Gran Tai se recostó en la silla. Sus ojos parecían diminutos, más pequeños que los de un conejo. Bajó el vaso y estiró la mano hacia el rostro del supervisor. Se rió, dejando ver su diente de plata. Dijo que pensaba que el supervisor era más hermoso que una mujer. Preguntó: ¿Por qué eres un hombre? No deberías ser un hombre: estropeas tu aspecto al vestirte de hombre.

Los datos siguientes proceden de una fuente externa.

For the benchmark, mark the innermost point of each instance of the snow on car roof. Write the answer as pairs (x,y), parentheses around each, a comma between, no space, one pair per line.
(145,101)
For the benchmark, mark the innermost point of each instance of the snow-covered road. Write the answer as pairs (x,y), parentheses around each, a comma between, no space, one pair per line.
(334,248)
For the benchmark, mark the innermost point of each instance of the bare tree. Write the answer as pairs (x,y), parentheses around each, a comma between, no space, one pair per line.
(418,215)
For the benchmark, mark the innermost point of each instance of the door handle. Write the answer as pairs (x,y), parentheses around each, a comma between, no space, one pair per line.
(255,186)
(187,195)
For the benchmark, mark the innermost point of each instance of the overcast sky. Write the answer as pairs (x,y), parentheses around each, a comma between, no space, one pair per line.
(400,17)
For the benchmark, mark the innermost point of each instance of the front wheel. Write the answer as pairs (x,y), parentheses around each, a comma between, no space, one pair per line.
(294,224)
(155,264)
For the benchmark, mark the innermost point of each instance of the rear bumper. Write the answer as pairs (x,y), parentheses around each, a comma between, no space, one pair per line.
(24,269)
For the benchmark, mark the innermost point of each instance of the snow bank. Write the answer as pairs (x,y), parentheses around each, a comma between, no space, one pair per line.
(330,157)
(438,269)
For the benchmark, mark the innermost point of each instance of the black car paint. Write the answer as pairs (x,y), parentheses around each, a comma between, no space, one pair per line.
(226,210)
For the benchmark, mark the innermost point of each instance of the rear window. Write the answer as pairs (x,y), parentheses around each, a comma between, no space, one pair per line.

El supervisor sugirió que volvieran a llenar las copas. ¡Un brindis! ¡Un brindis!, animaron los miembros del equipo. Después del quinto vaso, Gran Tai empezó a sacudir los brazos y a patalear con las piernas en el aire. El supervisor dijo que había un pez en el anzuelo. Había oído un sonido y estaba seguro de que había picado un gran pez. Gran Tai anduvo con dificultad hacia la caña. Se cayó al agua mientras tiraba hacia arriba del pescado. La diseñadora consiguió una gran red y los miembros del equipo ayudaron a sacar al hombre y al pescado del agua. El supervisor se dio la vuelta. Me cogió observándolo. Caminó en mi dirección. Me di cuenta de mi temblor, estaba a punto de vomitar. Olí a jazmín y me acordé de la tarde en la cueva del Dragón Amarillo. Me acerqué a la diseñadora y ayudé a subir a Gran Tai al barco. Gran Tai estaba profundamente dormido a pesar de los tirones y los arrastres. Le salía agua por la boca. Los miembros del equipo no paraban de reírse. Aquellos ojos de almendra estaban fijos en mí. Estiré los músculos faciales para reírme con los demás.

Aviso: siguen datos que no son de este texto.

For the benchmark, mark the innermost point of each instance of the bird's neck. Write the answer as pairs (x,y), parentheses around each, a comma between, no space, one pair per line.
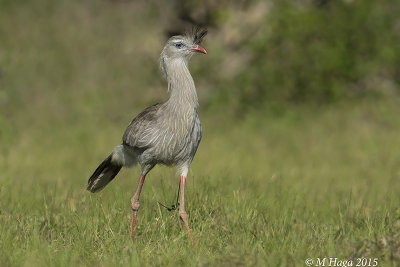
(180,85)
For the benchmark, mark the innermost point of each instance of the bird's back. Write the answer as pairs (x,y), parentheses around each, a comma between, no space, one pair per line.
(161,134)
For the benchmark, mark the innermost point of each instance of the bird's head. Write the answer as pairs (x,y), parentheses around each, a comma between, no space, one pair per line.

A la mañana siguiente el autobús estaba listo para arrancar en dirección a Shanghái cuando subió el supervisor. Bajé la cabeza y fingí comprobar mis notas. Se acercó, luego se sentó detrás de mí. Me preguntó el número total de tomas que habíamos rodado en el lugar. No le contesté. Sabía que no hacía falta. Sabía que en realidad no le interesaban las cifras. Nos quedamos sentados en silencio. El autobús arrancó en medio del calor. Los miembros del equipo cantaban una canción sobre un vagabundo. Lanza Esperanzadora repartió a todo el mundo tarjetas de despedida que había hecho ella misma con recortes de papel y cintas rosa.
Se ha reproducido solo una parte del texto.